You pick a card at random. Without putting the first card back, you pick a second card at random.
1
2
3
What is the probability of picking a 3 and then picking a number greater than 2?
Since we did not put the first card back, the total number of cards has now decreased to 2.
So the only possible outcome of picking a 3 and then picking a number greater than 2 is if the second card is a 3.
Therefore, the probability of this happening is 1/2 (since there are only two cards left and one of them is a 3).
But we don't know how many cards there are!
not doable!
I apologize for my mistake. Without knowing the number of cards, we cannot calculate the probability of picking a 3 and then picking a number greater than 2.

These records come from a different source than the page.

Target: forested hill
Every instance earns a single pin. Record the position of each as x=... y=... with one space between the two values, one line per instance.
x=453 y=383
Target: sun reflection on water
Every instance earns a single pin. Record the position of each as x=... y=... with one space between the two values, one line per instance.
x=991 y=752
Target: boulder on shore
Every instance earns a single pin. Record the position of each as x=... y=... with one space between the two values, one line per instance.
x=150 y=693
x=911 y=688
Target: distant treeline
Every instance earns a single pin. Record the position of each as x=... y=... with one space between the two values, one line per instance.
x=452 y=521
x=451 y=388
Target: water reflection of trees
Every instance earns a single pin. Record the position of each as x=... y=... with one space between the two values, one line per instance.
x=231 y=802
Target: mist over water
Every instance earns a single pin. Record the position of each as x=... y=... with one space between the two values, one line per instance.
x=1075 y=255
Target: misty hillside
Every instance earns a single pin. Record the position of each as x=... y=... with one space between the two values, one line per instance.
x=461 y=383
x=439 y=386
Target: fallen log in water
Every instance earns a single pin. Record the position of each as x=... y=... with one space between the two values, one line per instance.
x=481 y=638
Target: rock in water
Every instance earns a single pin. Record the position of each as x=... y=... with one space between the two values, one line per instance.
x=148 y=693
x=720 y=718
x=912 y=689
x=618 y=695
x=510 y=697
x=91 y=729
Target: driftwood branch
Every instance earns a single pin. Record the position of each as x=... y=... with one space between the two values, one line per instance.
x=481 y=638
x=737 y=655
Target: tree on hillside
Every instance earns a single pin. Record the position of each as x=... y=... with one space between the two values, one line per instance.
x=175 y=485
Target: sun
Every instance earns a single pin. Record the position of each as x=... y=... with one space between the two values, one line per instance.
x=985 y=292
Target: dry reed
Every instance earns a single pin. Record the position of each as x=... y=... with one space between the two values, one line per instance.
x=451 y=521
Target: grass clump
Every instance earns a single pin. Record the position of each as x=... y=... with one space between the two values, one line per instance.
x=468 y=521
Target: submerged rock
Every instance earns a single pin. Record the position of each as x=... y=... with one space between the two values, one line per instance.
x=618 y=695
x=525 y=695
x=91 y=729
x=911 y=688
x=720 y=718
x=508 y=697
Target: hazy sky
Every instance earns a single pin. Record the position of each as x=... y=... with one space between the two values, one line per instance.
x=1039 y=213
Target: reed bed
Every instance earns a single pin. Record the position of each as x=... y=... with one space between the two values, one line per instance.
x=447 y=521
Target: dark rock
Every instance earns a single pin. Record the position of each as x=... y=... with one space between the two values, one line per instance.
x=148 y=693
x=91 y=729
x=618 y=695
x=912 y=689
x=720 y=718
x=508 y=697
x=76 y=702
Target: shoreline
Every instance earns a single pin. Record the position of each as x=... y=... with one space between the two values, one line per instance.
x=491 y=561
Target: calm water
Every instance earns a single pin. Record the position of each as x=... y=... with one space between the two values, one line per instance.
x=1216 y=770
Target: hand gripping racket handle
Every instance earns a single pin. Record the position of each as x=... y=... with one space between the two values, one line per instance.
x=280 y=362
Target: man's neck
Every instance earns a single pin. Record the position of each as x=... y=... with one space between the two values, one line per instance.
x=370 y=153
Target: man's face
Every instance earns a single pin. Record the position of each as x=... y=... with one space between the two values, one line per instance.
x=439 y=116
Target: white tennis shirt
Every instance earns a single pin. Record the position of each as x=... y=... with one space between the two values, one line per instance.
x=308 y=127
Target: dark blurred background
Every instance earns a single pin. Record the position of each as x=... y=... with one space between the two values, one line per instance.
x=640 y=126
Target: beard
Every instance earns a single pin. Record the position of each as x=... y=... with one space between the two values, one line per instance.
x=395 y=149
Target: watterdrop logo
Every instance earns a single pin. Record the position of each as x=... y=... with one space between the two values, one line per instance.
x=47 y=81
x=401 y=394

To find the probability of picking a 3 and then picking a number greater than 2, we first need to determine the total number of possible outcomes.
Let's consider the possible outcomes for the first card. We have three cards, so the probability of picking a 3 on the first card is 1 out of 3, or 1/3.
Now, considering the second card, we need to determine the number of cards that are greater than 2. From the remaining two cards, only one card (the number 3) is greater than 2.
Therefore, the probability of picking a 3 and then picking a number greater than 2 is (1/3) * (1/2), since there are now only two cards remaining after picking the first card.
Simplifying this expression, we get 1/6 as the probability.
So, the probability of picking a 3 and then picking a number greater than 2 is 1/6.